Conventional wisdom has been that his support would melt as conservatives, at first blinded by the halo of his 9/11 leadership, come to know the thrice-married Giuliani and his liberal views. He trails in Iowa, where he has not invested as much time or money as Mitt Romney, but has pulled close or even with the former Massachusetts governor in New Hampshire and regularly polls among Republicans as the most electable of the party’s candidates.

Perkins, in a recent exchange with David Brody of the Christian Broadcasting Network, predicted Giuliani’s popularity would still diminish once Americans ‘realize how far outside of the mainstream of conservative thought that Mayor Giuliani’s social views really are.’ If ‘by some chance’ Giuliani did ...

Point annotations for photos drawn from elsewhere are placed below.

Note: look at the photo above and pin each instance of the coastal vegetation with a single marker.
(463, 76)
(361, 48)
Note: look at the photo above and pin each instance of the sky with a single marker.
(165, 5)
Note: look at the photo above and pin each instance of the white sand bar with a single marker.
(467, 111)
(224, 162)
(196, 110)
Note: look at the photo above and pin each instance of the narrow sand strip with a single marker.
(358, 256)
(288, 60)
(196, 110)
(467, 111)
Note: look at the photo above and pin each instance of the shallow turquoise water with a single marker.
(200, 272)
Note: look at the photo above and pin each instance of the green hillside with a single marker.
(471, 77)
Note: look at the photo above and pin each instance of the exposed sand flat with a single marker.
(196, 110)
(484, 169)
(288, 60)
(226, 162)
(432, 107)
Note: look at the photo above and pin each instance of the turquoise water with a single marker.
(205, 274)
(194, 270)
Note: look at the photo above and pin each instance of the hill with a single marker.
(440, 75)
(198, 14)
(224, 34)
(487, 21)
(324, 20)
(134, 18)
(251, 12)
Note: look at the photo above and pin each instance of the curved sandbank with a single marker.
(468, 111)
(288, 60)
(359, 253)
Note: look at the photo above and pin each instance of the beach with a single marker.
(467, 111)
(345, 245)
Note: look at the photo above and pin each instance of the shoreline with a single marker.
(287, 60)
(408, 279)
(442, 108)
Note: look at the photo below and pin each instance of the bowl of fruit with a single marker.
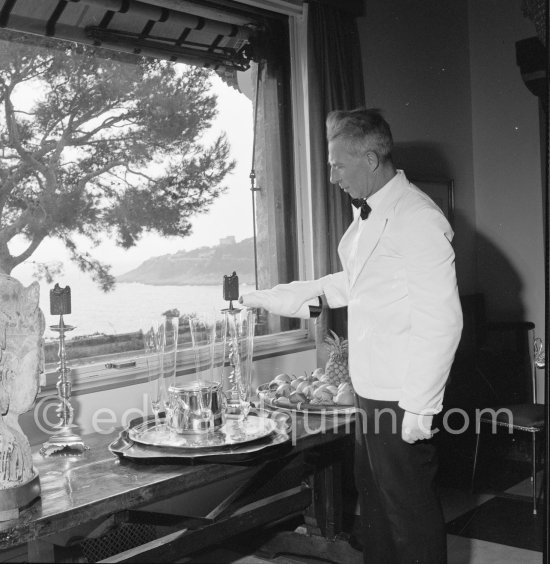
(317, 391)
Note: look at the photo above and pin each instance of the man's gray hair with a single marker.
(362, 130)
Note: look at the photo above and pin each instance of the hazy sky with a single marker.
(231, 214)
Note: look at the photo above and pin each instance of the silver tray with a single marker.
(266, 400)
(125, 448)
(231, 433)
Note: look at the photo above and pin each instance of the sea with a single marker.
(129, 306)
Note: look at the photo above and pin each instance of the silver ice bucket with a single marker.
(196, 407)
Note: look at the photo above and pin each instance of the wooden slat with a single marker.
(176, 545)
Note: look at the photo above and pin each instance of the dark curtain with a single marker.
(335, 79)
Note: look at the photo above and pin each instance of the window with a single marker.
(107, 325)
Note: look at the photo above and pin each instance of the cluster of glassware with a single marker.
(198, 399)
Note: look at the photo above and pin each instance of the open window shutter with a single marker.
(191, 32)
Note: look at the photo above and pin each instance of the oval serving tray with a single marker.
(267, 399)
(233, 432)
(125, 448)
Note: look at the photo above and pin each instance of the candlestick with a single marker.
(231, 288)
(60, 300)
(64, 439)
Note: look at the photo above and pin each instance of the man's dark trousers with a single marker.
(401, 515)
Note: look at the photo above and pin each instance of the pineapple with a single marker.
(336, 369)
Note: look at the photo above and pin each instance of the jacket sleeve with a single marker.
(436, 315)
(336, 289)
(294, 299)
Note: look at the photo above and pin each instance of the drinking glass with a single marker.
(152, 345)
(207, 340)
(170, 331)
(238, 347)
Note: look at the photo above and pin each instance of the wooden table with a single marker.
(304, 478)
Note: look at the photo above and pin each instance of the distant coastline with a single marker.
(204, 266)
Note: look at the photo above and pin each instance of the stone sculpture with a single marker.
(21, 360)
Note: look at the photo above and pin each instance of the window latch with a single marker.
(129, 364)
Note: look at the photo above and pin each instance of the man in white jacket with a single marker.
(404, 324)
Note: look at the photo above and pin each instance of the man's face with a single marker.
(353, 174)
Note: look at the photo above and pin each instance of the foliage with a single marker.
(101, 148)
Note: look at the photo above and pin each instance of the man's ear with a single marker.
(372, 160)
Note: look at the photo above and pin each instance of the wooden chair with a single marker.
(522, 417)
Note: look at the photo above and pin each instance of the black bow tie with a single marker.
(365, 208)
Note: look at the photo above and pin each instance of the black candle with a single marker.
(231, 287)
(60, 300)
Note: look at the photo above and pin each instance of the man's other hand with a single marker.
(416, 427)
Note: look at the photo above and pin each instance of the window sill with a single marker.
(97, 376)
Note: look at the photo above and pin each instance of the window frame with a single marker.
(99, 373)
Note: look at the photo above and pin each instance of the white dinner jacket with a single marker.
(404, 315)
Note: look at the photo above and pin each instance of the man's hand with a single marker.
(416, 427)
(289, 300)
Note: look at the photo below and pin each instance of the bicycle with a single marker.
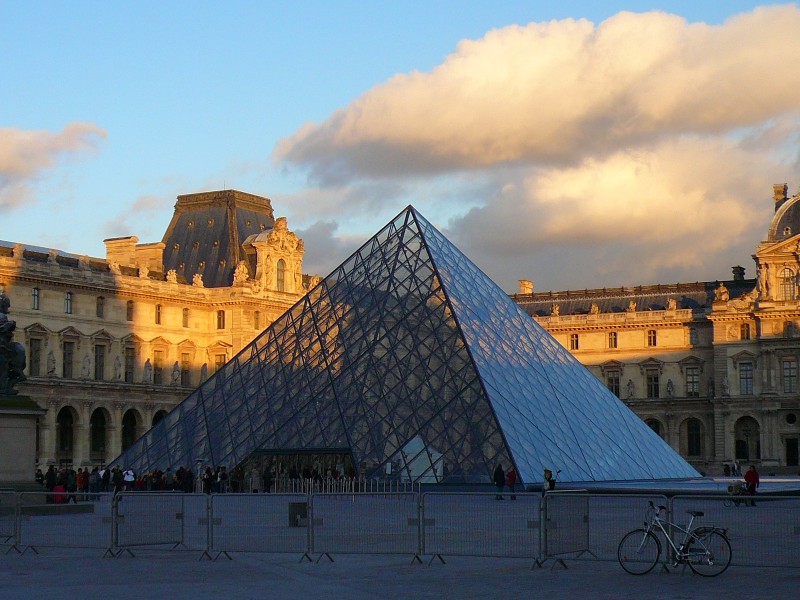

win the GOP nomination, Perkins predicted an unenthusiastic 2008 election turnout by Republicans, setting up a Democratic victory.

Perkins, James Dobson, the founder and head of Focus on the Family, and a handful of other conservatives recently met in Salt Lake City to discuss threatening to mount a third-party evangelical candidate. Dobson, who supported George W. Bush in 2000 and 2004, has made several outspoken statements this year about Republicans he would not support.

Prime among them is Giuliani, whose nomination Dobson said might cause him to skip voting for the first time in his adult life. He called that decision ‘irrevocable.’

A Giuliani spokesman was asked today to confirm if the former mayor would attend the Family Research Council’s forum and the dinner that evening honoring Dobson. The aide’s e-mailed response: ‘I can confirm he is attending the forum on October 20th.’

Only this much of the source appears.